Kulkarni speaks to AI being used to screen and source candidates:


The latest in automation is the use of AI algorithms to screen resumes, following up with candidates, and sourcing potential candidates for future skills requirements.


In particular, an advantage of AI may be help in removing bias from the recruiting and hiring process. Noel Webb writes on UndercoverRecruiter.com:


Implementing AI in the hiring process can help achieve the goal of diverse teams as it will rank and score candidates based on qualification and leave bias out of the decision of whom to add to the short-list of top candidates.


So how would an AI-powered screening or matching technology work differently than ATSs that already automate some part of the screening process? At HRzone.com, Ed Donner explains how “Deep Learning” can use existing candidate and job data to accomplish those kinds of tasks:


Deep Learning is most effectively applied in areas where it can learn from vast quantities of data. It needs examples of inputs and outcomes; the more examples you provide, the smarter it gets. Over time, the algorithm gains the ability to assign outcomes to situations that it’s never seen before.


For most recruiters a shortage of data to input is not as much of a problem as the quality of that data. If you start by inputting profiles or resumes belonging to successful hires, you are assuming that their profiles or resumes are accurate representations of those people in the first place, writes Rob May at HR Examiner:


Like all A.I. systems, the output is only as good as the input.  The input here is natural language descriptions of people captured through various HR workflows.  If employees don’t take that capture seriously, and use frivolous, incomplete, or buzzword-laden language, then the results of any word vector analysis built on that data will be weak.

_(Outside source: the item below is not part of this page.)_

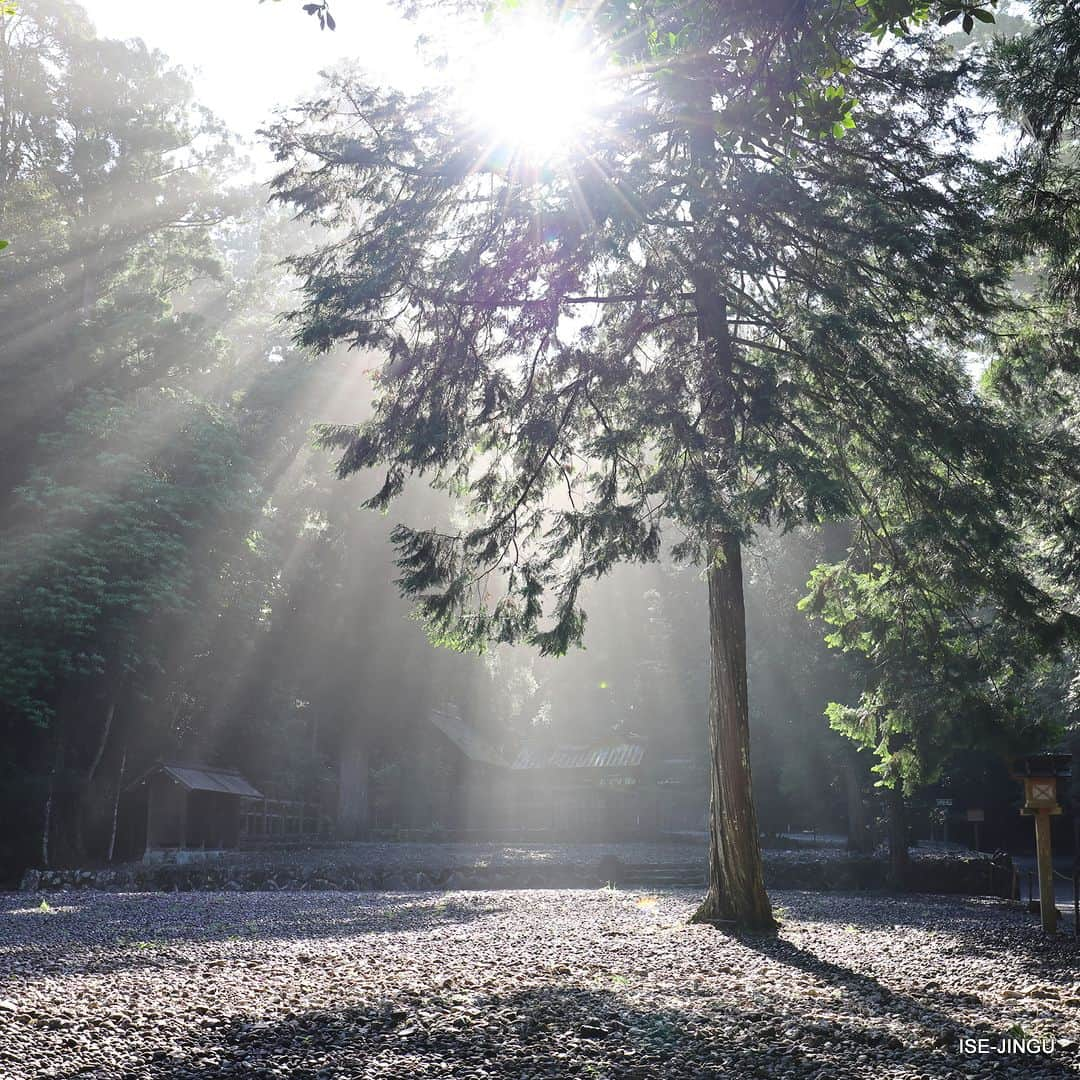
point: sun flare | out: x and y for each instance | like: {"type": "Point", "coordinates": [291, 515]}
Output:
{"type": "Point", "coordinates": [535, 89]}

Recounting Microsoft’s experiment with an AI chatbot named Tay, Jessica Bateman at the Guardian writes about how easily AI and algorithms can adopt human biases:


But they also highlighted a major problem faced by the AI industry: if robots learn from humans, there’s a good chance they’ll also adopt the biases – gender, racial and socio-economic – that exist in society.


Bateman’s article suggests that it’s important that whatever AI programming we rely on needs to be built with diverse perspectives from the ground up in order to avoid bias being inherited and expressed by these new programs.


There is both opportunity and risk in developing and using AI for recruiting. We’ve seen that when time-saving automations are applied blindly and without compassion or intelligence in recruiting it can (and often does) contribute to bad experiences for candidates, which hurts a recruiter or employer’s ability to hire over time.


With the help of artificial intelligence, it may be possible to reduce biases in recruiting and hiring – or it may compound them, depending on how they’re built. It’s a common phenomenon that people will unconsciously hire candidates who remind them of themselves, so an AI recruiting tool designed to help you avoid bias might be simultaneously tasked with finding more qualified candidates as well as those who qualify but run counter to the patterned preferences that may potentially be tied to bias. Essentially, the AI would give you what you ask for, but also question your judgement in certain areas.


The science fiction nerd in me feels a little weird about building robots that are designed to doubt or disobey you, but I think there is great potential for AI to help remove or reduce bias in the recruiting and hiring process. I’m also excited about its capacity to create better candidate experiences and provide insights into how recruiters, employers, and hiring managers can improve recruiting and hiring overall.